Yorkshire dyes help preserve Buddhist scrolls

by Greg Wright, Yorkshire Post, March 29, 2006

London, UK -- The explorers gazed in awe at the 1,000-year-old Buddhist parchments which appeared to have been written the day before.

They had broken into a Chinese cave to discover one of the finest collections of documents and paintings from the heyday of the Silk Road, a trading route which stretched across Central Asia, all perfectly preserved by the desert climate.

Now a Yorkshire company has is helping experts ensure that the parchments will survive for another 1,000 years. The conservationists are using paper dyes from Leeds-based chemicals company Clariant UK.

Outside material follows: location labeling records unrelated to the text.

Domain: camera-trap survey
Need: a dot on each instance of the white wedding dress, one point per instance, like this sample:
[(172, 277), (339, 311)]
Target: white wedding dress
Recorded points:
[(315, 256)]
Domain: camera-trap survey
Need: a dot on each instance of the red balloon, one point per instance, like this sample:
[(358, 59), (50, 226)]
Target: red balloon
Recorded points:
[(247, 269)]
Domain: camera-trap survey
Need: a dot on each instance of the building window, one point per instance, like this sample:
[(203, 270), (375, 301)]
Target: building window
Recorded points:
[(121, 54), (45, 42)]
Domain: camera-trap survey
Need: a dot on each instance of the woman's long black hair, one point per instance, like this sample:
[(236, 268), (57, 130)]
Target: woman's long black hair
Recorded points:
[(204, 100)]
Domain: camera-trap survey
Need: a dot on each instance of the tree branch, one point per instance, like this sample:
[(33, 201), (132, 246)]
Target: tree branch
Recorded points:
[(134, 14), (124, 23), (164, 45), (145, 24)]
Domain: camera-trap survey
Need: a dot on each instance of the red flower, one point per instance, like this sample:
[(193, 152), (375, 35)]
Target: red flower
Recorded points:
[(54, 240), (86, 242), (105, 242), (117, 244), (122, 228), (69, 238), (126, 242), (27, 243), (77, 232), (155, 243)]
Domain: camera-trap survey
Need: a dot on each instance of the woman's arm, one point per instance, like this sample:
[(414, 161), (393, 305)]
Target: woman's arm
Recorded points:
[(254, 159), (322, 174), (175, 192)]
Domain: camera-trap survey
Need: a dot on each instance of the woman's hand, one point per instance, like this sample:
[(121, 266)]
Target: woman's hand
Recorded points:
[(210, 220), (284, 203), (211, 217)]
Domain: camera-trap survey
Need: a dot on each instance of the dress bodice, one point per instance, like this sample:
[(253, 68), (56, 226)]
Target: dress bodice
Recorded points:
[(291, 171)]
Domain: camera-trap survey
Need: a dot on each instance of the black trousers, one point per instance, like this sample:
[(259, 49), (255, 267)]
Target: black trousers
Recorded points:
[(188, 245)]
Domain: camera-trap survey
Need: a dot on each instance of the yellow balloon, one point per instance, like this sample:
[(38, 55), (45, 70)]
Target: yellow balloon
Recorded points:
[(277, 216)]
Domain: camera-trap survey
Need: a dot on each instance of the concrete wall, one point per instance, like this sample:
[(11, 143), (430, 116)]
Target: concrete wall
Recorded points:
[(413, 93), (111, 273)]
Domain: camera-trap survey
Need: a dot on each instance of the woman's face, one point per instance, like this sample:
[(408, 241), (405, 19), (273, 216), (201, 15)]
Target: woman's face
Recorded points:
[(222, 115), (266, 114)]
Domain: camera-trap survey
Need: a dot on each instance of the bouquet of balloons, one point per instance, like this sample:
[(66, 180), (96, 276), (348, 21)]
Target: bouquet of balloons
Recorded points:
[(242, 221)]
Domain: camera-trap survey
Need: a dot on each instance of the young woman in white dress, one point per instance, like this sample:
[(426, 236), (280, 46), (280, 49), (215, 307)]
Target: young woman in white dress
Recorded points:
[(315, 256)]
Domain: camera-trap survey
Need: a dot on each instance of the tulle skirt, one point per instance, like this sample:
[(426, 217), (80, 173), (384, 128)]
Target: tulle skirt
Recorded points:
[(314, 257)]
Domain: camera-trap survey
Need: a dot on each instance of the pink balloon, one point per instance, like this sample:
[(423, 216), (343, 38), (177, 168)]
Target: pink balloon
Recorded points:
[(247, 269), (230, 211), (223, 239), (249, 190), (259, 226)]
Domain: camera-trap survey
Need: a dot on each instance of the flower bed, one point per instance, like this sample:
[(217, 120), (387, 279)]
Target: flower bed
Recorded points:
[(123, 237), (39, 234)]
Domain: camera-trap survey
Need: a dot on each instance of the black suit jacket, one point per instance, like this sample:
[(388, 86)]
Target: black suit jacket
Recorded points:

The hand-written manuscripts, now housed at the British Library in London, were brought to the UK by Hungarian-born explorer and archaeologist Sir Marc Aurel Stein, after being discovered in a library cave in 1907 in north-west China.

They provide a glimpse of life in China at the turn of the first millennium.

For centuries, Buddhist monks and their followers made scores of cave temples out of the cliffs outside Dunhuang – an oasis town at the fork of the northern and southern trade routes of the Silk Road.

Mark Barnard, Chief Conservator at the British Library, said: "The manuscripts are in a relatively fragile state and one of our key tasks is to strengthen them and prevent deterioration.

"One way of doing this is to 'bond' any frayed edges with fresh paper so that they have clean and complete edges.

"This technique stops the paper from tearing and enables the manuscripts to be safely stored as scrolls, which conserves their original colour and calligraphic style, or brushmanship.

"Before bonding the manuscript edges with new paper, we want to ensure that the colour matches so as not to ruin their appearance. This is where Clariant dyes come in."
Clariant's cartasol dyes are used to dye Japanese tissue paper which is pasted on to the original manuscript.

The paper is dyed using a 'float dye' technique where the paper is floated on water mixed with the Clariant cartasol dyes.

Once dry, it is then water-cut, or torn, and the frayed edges of the paper are joined to the edges of the manuscript.

Mike Wylie, Product Manager for Paper Dyes at Clariant, said: "We are delighted our products are helping to play a part in the conservation of these historic manuscripts."

Clariant UK employs 350 staff in Leeds, and is part of the global Clariant Group which has 100 companies on five continents and employs 23,000 people. The headquarters are in Muttenz, near Basel, Switzerland.